Some vegetable farmers keep growing and selling vegetables in the winter. They use hoop houses, sometimes even heated ones, to grow greens and maybe some roots. Other farmers have fabulous root cellars so they can store squash, potatoes, onions, beets, carrots, rutabagas, cabbages, and more, long into the winter. One of my neighbors makes a much-loved Chinese cabbage and radicchio salad in the dead of winter from his root-cellar greenery.
But really, winter is a slow time in the world of physical work.
It’s a time to spend working indoors, and internally, to dream up what comes next when the sun begins to warm the earth again. Seed orders are made. Agreements with our customers are made for the next season, and we plan the timing of our crops. We think about what we might do differently that last year and maintain our equipment. We make sure that we have the tools and supplies we need, ready to hit the ground running when the growing season starts.

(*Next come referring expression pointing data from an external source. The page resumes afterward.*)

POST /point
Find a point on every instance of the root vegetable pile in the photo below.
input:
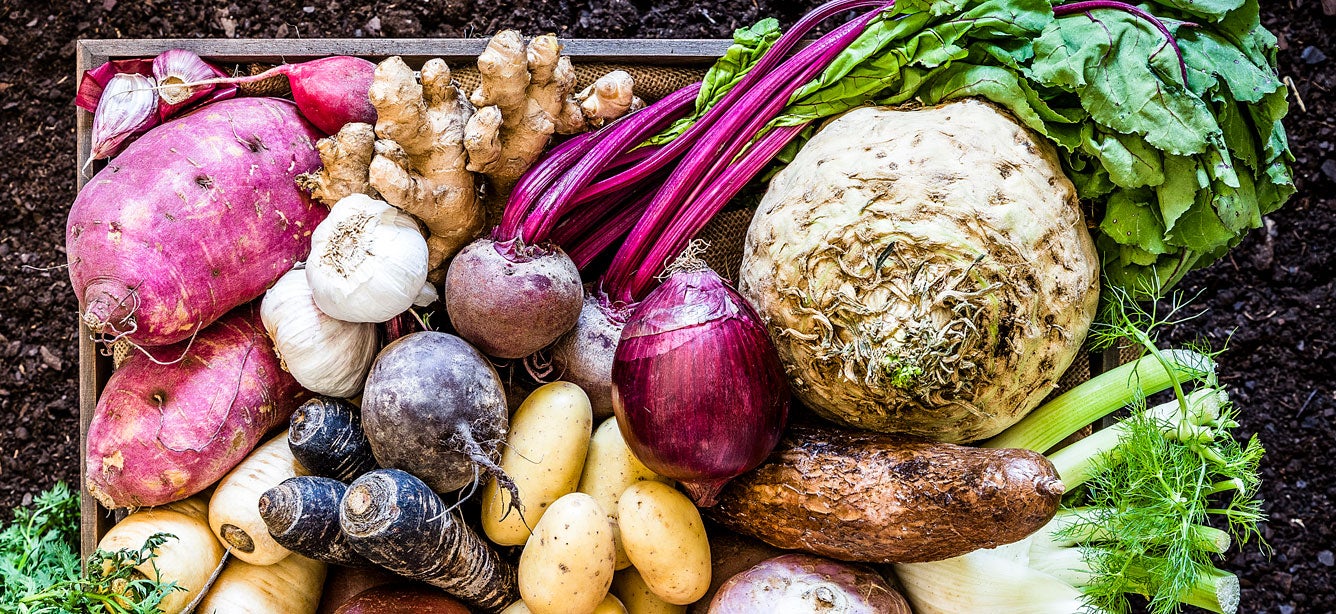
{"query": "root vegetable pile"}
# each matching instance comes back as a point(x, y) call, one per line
point(525, 391)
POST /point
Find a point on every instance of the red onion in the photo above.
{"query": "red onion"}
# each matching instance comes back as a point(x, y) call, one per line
point(696, 383)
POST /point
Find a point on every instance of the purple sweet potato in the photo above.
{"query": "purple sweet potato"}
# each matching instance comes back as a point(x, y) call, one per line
point(195, 218)
point(166, 429)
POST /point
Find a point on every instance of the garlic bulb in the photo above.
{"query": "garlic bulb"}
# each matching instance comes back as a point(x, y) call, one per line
point(325, 355)
point(368, 262)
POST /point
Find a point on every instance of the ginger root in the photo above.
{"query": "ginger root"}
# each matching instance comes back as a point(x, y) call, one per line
point(345, 158)
point(430, 142)
point(420, 163)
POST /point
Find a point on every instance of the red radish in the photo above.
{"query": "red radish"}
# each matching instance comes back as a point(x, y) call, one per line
point(162, 433)
point(195, 218)
point(330, 91)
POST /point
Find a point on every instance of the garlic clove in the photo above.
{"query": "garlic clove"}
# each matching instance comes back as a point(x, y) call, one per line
point(174, 70)
point(95, 80)
point(127, 107)
point(369, 260)
point(325, 355)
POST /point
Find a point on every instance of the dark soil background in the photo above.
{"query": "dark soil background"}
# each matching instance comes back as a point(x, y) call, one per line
point(1271, 299)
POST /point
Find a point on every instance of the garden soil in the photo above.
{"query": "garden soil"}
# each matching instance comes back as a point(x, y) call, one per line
point(1269, 302)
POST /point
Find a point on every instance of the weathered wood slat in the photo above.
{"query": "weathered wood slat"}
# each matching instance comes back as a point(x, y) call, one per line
point(94, 369)
point(649, 51)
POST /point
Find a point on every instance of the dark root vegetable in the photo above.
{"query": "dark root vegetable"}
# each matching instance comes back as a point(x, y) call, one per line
point(511, 299)
point(584, 355)
point(696, 385)
point(326, 437)
point(802, 582)
point(396, 521)
point(434, 406)
point(302, 515)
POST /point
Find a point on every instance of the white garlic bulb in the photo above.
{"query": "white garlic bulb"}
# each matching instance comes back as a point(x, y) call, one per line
point(325, 355)
point(368, 262)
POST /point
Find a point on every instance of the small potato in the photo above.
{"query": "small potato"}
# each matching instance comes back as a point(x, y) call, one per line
point(544, 455)
point(636, 595)
point(665, 541)
point(609, 605)
point(568, 562)
point(609, 469)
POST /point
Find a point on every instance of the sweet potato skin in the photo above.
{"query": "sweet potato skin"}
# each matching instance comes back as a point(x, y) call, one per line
point(162, 433)
point(195, 218)
point(878, 498)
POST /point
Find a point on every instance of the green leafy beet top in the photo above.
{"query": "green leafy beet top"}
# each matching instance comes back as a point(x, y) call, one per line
point(1166, 115)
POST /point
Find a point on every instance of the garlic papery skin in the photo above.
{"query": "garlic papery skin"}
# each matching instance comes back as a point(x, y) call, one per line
point(128, 106)
point(174, 68)
point(325, 355)
point(368, 262)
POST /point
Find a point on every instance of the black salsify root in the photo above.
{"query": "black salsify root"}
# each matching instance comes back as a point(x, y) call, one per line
point(462, 437)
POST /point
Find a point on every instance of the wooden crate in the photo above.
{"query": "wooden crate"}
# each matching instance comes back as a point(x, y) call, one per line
point(94, 367)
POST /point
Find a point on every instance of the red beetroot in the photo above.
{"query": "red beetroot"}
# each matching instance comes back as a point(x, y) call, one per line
point(532, 296)
point(195, 218)
point(167, 429)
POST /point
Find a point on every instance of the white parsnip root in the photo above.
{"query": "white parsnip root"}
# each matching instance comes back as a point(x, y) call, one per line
point(432, 140)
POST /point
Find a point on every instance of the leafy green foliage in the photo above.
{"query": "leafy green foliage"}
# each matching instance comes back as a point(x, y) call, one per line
point(36, 549)
point(1168, 477)
point(39, 567)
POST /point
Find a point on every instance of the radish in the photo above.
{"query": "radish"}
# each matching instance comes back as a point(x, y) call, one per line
point(195, 218)
point(330, 91)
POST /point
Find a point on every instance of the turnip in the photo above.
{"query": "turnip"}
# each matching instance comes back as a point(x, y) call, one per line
point(923, 271)
point(197, 216)
point(163, 431)
point(433, 406)
point(800, 583)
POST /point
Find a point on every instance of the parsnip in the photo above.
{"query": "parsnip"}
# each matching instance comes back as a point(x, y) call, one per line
point(187, 559)
point(289, 586)
point(234, 509)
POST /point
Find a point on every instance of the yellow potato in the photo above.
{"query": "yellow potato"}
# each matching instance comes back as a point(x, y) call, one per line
point(567, 565)
point(544, 455)
point(665, 541)
point(609, 469)
point(609, 605)
point(636, 595)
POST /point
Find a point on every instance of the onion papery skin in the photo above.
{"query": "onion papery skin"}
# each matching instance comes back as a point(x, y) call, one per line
point(696, 383)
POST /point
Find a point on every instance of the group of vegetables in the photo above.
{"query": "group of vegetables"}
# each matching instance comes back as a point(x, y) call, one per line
point(357, 264)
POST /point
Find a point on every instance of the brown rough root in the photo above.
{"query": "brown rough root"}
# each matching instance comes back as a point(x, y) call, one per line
point(345, 158)
point(923, 271)
point(881, 498)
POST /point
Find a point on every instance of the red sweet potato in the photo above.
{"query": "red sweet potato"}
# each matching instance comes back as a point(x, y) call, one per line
point(162, 433)
point(195, 218)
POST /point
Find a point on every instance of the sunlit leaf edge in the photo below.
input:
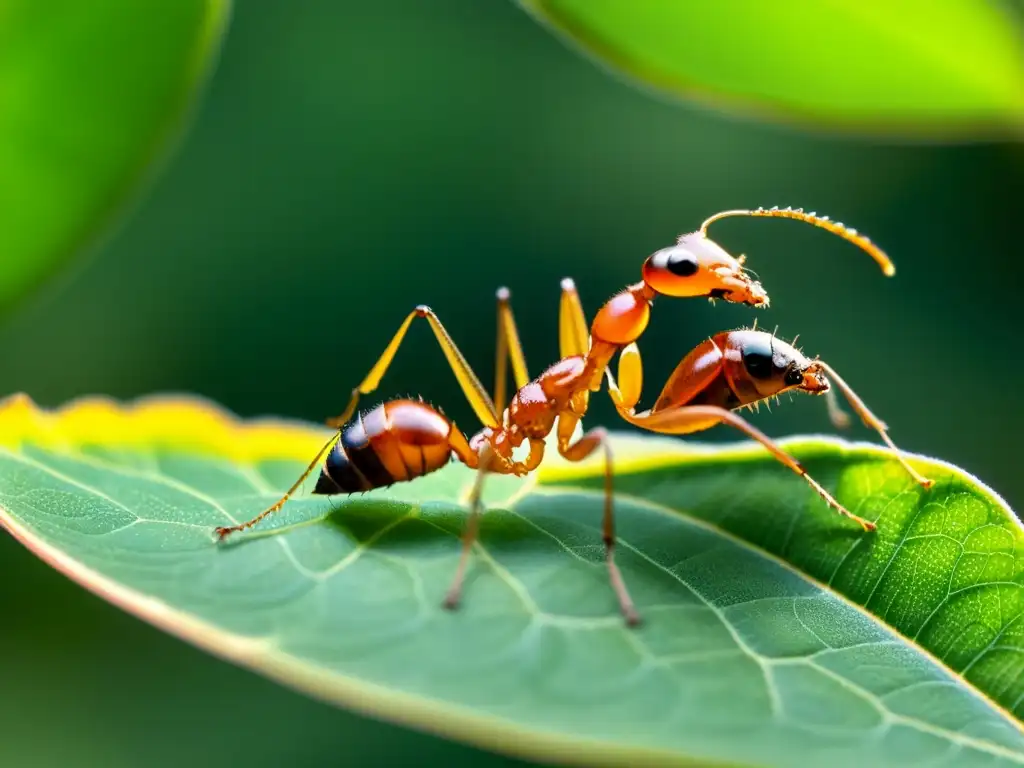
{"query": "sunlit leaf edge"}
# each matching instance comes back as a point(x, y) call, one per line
point(196, 425)
point(667, 87)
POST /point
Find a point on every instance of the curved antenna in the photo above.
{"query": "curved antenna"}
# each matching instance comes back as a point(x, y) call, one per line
point(836, 227)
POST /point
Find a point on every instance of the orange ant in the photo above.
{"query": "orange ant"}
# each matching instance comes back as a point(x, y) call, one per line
point(735, 370)
point(402, 439)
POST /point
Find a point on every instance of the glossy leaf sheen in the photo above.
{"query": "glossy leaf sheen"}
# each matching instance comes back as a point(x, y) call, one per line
point(754, 650)
point(909, 68)
point(90, 93)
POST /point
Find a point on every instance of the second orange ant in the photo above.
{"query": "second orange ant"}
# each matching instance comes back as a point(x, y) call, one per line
point(402, 439)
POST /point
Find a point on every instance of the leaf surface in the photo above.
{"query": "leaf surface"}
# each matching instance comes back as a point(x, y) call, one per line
point(912, 68)
point(90, 95)
point(775, 632)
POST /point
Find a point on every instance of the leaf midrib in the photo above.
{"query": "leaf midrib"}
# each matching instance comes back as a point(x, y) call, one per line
point(771, 557)
point(255, 653)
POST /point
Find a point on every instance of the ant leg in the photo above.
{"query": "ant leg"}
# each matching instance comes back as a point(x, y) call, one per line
point(573, 333)
point(222, 531)
point(483, 462)
point(509, 348)
point(689, 419)
point(837, 415)
point(472, 528)
point(471, 387)
point(873, 422)
point(578, 452)
point(626, 392)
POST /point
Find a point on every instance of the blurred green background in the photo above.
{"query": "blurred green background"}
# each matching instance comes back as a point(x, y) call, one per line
point(351, 160)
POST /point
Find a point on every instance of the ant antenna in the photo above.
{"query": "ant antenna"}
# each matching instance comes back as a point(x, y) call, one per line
point(836, 227)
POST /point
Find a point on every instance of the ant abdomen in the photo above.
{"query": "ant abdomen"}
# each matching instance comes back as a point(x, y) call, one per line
point(397, 440)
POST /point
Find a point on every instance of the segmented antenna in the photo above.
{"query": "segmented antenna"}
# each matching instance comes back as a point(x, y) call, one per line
point(836, 227)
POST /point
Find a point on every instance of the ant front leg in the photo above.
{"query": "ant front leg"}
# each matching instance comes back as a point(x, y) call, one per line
point(509, 349)
point(689, 419)
point(483, 462)
point(578, 452)
point(468, 381)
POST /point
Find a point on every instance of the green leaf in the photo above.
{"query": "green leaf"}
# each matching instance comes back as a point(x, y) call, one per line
point(91, 94)
point(914, 68)
point(776, 633)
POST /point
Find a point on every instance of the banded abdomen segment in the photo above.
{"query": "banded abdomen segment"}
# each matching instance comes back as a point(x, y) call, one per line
point(397, 440)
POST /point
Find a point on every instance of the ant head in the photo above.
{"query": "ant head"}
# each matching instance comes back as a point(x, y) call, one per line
point(759, 366)
point(698, 266)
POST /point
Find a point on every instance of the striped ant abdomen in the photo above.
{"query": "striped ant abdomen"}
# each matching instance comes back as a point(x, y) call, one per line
point(397, 440)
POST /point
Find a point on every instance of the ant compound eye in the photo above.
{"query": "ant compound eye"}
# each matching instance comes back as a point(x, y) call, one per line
point(681, 263)
point(758, 364)
point(677, 261)
point(757, 354)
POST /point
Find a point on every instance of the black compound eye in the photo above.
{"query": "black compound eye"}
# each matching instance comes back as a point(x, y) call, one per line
point(681, 263)
point(758, 364)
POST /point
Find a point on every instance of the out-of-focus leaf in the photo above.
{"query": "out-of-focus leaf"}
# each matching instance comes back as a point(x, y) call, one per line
point(91, 93)
point(776, 632)
point(910, 68)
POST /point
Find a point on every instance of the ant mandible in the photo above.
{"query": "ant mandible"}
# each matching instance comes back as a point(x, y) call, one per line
point(402, 439)
point(735, 370)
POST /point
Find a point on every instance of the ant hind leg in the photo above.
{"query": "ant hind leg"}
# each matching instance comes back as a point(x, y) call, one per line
point(578, 452)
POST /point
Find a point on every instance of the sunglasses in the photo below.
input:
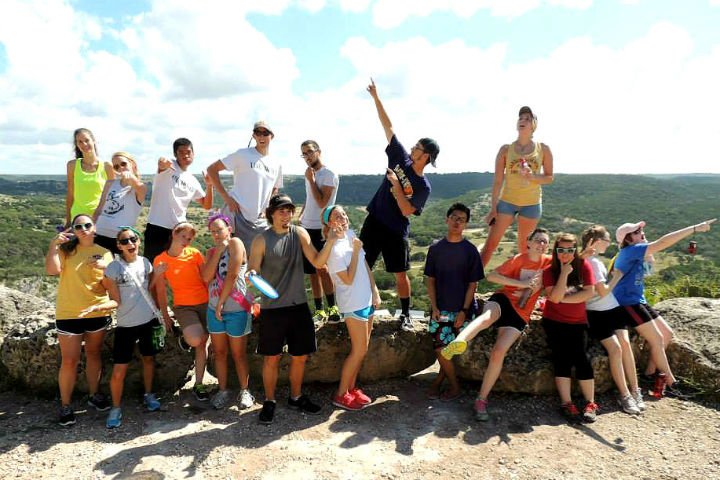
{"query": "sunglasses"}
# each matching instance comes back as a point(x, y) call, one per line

This winter, I’ve got a lot extra on my plate it seems. I’m buying new land, a hayfield, and I need to plan the infrastructure for the land. It will be made ready for vegetable and sheep farming. I have meetings with lawyers to officialize the land purchase agreements, and fill out organic certification paperwork. My business plan needs to be up to date. The electric cooperative, the well drilling company and the fence builder folks need contacted. I need to coordinate all their work for when the ground thaws out in the spring.
I’m grateful for wintertime, reminding me to be still in my body and active in my imagination. And I’d better read some books and watch some movies too, before the growing season starts and I get lost in the field!